In terms of setting rents and concessions and trying to run a streamlined operation, from a property-level perspective, we work hand-in-hand with clients to set strategy and approaches—and those vary from client to client. Regarding concessions, I think most people take the approach (and I would concur) that I’d rather have a person living in the apartment at a reduced rent, rather than having that apartment sitting vacant. When—not if—the market begins to recover, I can then grow that person’s rent rather than having to fill that apartment with a good renter.
And the same thinking applies to operating expenses. I think that at the property level there are ways to streamline operating expenses and—even though revenues are down—to maintain a constant source of NOI for our properties and our clients. This has been easier to do in some cases than others. That’s our challenge, and it’s very much a dynamic tension in today’s environment.
Certainly in our third-party business we work with a lot of lenders and special servicers. They’re getting properties back and need professional management, and that side of our business is growing—and will continue to grow.
Pinnacle has a military housing initiative in the Republic of Korea. Tell us a bit about Pinnacle’s military and global business initiatives.
In general, military bases are privatizing on a very prescribed programmatic schedule. That process alone doesn’t get compromised by the economic downturn. In terms of going out and placing bonds and raising equity for transactions that are large, that becomes more challenging because the capital markets are much more tight. We’re continuing to march forward. We’re well-entrenched in that process and we believe there will be some other military housing opportunities for companies like ours to partake in.
We’ve had our toe in the international waters for some time now. We have an office in Beijing. We’re managing 12 to 15 assets in China. Obviously, the Korea military base strengthens our Asian platform. We have an office in Tokyo, and we’ve been working with some clients/partners trying to understand the U.K. housing market.
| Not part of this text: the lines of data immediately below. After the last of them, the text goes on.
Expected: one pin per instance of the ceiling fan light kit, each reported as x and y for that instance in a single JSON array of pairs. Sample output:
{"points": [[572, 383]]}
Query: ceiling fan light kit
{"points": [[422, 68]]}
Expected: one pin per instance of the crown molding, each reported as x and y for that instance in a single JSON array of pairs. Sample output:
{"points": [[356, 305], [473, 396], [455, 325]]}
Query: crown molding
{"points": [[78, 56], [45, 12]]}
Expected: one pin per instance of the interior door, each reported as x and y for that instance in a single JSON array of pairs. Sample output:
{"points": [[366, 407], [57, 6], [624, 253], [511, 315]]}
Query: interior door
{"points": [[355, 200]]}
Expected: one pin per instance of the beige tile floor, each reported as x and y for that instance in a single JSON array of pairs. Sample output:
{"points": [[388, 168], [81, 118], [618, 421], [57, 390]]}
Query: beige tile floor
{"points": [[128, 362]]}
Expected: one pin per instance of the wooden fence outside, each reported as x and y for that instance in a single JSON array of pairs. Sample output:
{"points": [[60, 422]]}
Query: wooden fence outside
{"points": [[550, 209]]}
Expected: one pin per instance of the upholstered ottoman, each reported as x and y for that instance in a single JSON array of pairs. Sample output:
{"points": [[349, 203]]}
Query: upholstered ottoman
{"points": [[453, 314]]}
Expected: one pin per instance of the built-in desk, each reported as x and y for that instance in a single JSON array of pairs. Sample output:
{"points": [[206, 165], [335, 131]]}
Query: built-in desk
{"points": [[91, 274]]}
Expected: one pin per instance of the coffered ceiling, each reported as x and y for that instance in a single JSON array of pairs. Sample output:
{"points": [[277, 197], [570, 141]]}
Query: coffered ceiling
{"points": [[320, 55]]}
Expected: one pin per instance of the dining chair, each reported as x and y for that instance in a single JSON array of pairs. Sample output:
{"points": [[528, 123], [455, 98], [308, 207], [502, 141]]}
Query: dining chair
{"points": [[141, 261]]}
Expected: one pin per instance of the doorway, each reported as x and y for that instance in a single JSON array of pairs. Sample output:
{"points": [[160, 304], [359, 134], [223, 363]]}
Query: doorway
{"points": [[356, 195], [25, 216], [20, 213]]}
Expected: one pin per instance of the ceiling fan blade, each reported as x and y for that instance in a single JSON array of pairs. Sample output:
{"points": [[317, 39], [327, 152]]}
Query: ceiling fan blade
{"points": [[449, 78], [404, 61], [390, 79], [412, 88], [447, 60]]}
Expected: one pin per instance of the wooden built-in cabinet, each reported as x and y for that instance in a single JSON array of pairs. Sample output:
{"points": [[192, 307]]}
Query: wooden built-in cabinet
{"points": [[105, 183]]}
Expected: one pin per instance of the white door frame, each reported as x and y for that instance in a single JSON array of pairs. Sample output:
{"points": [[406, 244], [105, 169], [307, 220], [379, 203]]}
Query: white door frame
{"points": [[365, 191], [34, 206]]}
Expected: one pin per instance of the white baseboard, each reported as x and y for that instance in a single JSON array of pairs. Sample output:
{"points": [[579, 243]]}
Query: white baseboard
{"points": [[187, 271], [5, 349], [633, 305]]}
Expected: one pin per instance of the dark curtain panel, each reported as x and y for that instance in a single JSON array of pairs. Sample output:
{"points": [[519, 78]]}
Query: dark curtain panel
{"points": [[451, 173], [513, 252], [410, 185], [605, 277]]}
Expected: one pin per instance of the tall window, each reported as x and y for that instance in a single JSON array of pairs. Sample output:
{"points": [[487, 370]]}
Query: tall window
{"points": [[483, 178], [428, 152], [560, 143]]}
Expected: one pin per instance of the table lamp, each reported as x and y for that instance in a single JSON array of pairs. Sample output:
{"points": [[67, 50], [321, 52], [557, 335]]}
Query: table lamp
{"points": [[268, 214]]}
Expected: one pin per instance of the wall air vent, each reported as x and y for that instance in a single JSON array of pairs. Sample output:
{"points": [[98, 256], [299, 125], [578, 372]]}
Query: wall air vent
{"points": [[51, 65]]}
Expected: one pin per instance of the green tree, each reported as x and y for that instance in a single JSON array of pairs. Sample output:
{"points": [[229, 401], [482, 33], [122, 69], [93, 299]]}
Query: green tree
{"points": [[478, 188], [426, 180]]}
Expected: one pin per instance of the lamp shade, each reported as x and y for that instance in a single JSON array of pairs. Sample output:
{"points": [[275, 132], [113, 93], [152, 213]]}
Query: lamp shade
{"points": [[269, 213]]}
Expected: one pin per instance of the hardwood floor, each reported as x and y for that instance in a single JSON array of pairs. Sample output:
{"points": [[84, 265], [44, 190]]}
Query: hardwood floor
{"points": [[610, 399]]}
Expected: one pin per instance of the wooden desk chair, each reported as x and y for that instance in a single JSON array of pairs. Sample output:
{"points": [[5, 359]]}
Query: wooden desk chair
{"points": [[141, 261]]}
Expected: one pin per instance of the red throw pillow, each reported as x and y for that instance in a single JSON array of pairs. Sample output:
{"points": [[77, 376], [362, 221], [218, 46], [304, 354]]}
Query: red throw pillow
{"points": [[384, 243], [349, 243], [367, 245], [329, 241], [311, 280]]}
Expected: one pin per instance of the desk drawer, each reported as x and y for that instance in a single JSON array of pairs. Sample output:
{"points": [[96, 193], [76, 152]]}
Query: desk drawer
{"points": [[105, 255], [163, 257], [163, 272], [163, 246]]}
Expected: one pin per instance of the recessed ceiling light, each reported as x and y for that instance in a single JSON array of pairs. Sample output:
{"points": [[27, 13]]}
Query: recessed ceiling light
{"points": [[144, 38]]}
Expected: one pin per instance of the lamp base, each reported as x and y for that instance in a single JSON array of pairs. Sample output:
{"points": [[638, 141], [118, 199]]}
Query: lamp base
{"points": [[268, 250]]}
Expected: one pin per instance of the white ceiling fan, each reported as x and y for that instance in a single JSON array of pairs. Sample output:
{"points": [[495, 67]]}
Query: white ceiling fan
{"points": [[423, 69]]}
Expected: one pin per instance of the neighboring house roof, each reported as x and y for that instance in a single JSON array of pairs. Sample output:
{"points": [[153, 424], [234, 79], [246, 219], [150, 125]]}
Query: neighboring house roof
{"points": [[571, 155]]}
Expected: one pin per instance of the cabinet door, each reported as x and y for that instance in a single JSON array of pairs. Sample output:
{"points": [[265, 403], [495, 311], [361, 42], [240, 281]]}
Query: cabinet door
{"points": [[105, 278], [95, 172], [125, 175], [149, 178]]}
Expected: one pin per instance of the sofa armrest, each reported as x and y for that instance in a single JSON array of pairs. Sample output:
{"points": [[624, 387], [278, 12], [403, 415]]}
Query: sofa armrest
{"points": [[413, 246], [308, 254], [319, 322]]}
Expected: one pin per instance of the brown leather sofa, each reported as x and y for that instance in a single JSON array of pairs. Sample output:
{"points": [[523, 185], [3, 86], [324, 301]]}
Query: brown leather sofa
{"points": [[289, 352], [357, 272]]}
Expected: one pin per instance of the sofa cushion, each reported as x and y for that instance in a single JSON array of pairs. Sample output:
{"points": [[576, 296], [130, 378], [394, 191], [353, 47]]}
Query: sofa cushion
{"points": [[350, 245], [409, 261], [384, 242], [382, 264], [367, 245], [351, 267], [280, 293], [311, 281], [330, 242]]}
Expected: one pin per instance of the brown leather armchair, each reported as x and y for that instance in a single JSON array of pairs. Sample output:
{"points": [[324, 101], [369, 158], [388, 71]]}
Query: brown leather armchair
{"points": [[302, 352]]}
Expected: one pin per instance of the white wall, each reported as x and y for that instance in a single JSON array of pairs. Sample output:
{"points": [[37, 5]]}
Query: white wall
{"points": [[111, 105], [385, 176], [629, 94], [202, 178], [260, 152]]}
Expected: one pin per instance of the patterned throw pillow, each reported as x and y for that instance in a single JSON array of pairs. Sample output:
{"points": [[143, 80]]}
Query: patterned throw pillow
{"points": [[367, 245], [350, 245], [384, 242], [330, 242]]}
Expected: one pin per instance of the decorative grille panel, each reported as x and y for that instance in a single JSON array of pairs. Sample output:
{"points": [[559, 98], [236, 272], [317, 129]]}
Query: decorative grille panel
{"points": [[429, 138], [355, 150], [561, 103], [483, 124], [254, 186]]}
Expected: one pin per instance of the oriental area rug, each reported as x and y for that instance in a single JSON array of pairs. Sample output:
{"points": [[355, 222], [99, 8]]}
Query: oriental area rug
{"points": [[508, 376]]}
We’ve been dabbling in the Middle East trying to understand several facilities management opportunities there. We do have a great amount of interest in other business types in other parts of the world. We also recognize it’s challenging to do business in other parts of the world, so we go through a great exercise of caution and due diligence before entering a new market or sector.
What opportunities do you see for multifamily investment overseas? What about for foreign capital investing in American multifamily?
There’s always been some element of it, but it has been such a small sector. Because of our international connections we see an increasing interest, and investors from other countries are coming into our market just to take advantage of what, I think, are some high-quality assets and portfolios that presumably are going to be sold at a discount. We think that’s on the increase. I don’t know that it will ever be a huge percentage of our market, but I certainly think there are some opportunities there. We’re working with a number of off-shore investors who have an interest in investing.
Having recently watched President Obama’s State of the Union address, do you think Washington is doing enough to build the economy?
I don’t think Washington is doing enough. There’s a lot of money committed to being spent, yet in spite of the insistence that the recession is over, it doesn’t feel like it’s over. Until jobs are created in significant quantities, I don’t think enough is being done. I’m sure that other people you talk to would echo this [opinion].